Manche Geheimnisse soll man sogar erst nach dem ersten Durchspielen erfahren. Immerhin lernt Gris im Verlauf ihrer Reise verschiedene Fähigkeiten: in der gamescom-Demo nicht nur einen Doppelsprung, sondern auch mit Wucht auf den Boden zu stampfen, um etwa eine Vase zu zertrümmern. Manches Podest und einige Ecken erreicht sie ohne diese Fähigkeiten nicht, obwohl man die Verstecke zunächst schon sehen kann. Deshalb kann man später, aber erst nach dem Ende des ersten Abenteuers dorthin zurückkehren, um Details aufzulesen, die die Welt von Gris näher beschreiben.
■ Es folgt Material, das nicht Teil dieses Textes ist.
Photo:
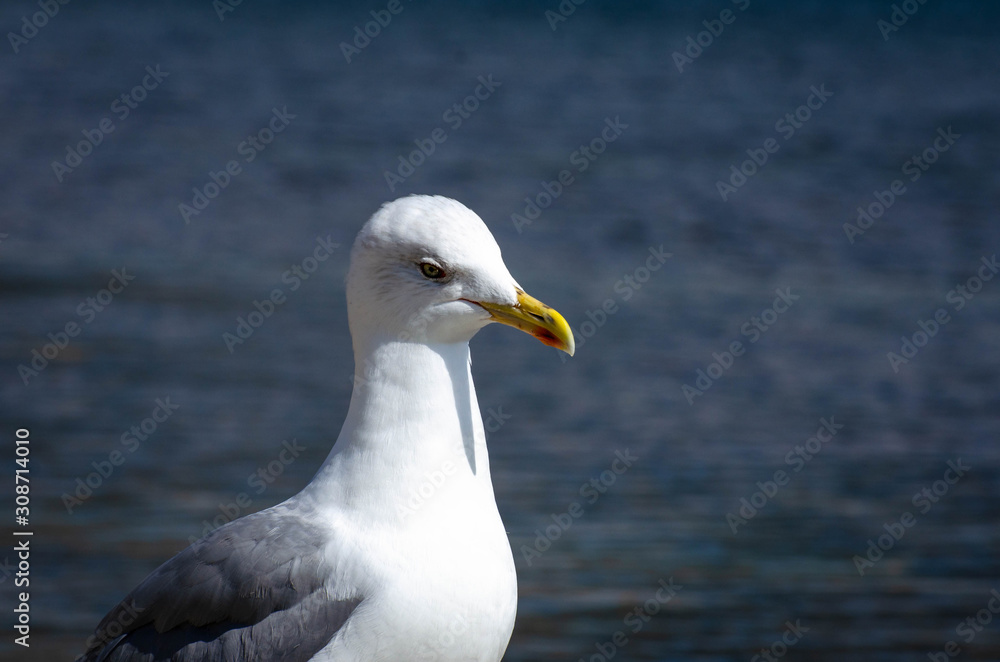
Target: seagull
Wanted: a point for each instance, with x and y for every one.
(395, 550)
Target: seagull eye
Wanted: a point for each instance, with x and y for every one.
(431, 271)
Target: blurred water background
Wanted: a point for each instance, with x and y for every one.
(655, 185)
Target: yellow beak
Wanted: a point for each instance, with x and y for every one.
(534, 317)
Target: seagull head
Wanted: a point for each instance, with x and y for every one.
(427, 269)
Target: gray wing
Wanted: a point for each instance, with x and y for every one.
(253, 589)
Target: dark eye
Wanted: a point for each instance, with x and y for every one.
(432, 271)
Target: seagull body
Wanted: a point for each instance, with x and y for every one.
(395, 550)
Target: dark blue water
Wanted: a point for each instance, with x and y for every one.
(860, 106)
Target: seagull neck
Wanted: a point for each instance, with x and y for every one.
(413, 414)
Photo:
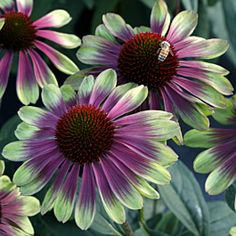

Faszinierend statt frustrierend
Ein anspruchsvoller Plattformer soll das Spiel dabei nicht sein. Nomada, so haben die Entwickler ihr Studio getauft, ist an einem Erlebnis interessiert, das im einfachsten Fall ungefähr vier Stunden lang ist und an Spiele wie
Journey erinnert. Es gibt zwar leichte Rätsel und kleine Herausforderungen an die Fingerfertigkeit, doch die sind keine großen Hindernisse.
Gris ist kein anspruchsvolles Spiel, aber eins mit interessanten Überraschungen.
Es ist vielmehr faszinierend einfach dabei zuzusehen, wie das Mädchen unter Wasser taucht oder kopfüber an Decken läuft – wobei ihr Kleid stets ihren Gemütszustand sowie die aktuelle Umgebung widerspiegelt. Auch ihre Fähigkeiten „verstecken“ sich darin: Ich konnte mich gar nicht daran sattsehen, wie der lange wehende Stoff zu einem massiven Würfel wird, wenn Gris auf den Boden stampft. Oder wie sie ihr Kleid in Form eines Fisches unter Wasser voranbringt. Die einfallsreiche Visualisierung ist unvergleichlich.
Indirekt ein Boss
Natürlich gibt es außerdem besonders mächtige Wesen, die mal eine Gefahr darstellen, mal eine Hilfe sind. Ein großer Vogel kommt in der gamescom-Demo etwa an, pustet die junge Heldin umher – aber auch über Abgründe hinweg. Einen direkten Kampf tragen die beiden dabei nie aus. Man muss nur verstehen, wie sie sich im Beisein solcher Boss-Wesen verhalten soll.
Und um die anfängliche Frage zu beantworten: Tatsächlich waren es wohl Mendoza und Cuevas, die zuvor in großen Studios an Triple-A-Titeln gearbeitet haben und mit ihrem ersten eigenen Spiel Rosets Zeichnungen Leben einhauchen wollten. Ein besserer Start hätte ihnen dem ersten Eindruck nach auch kaum gelingen können!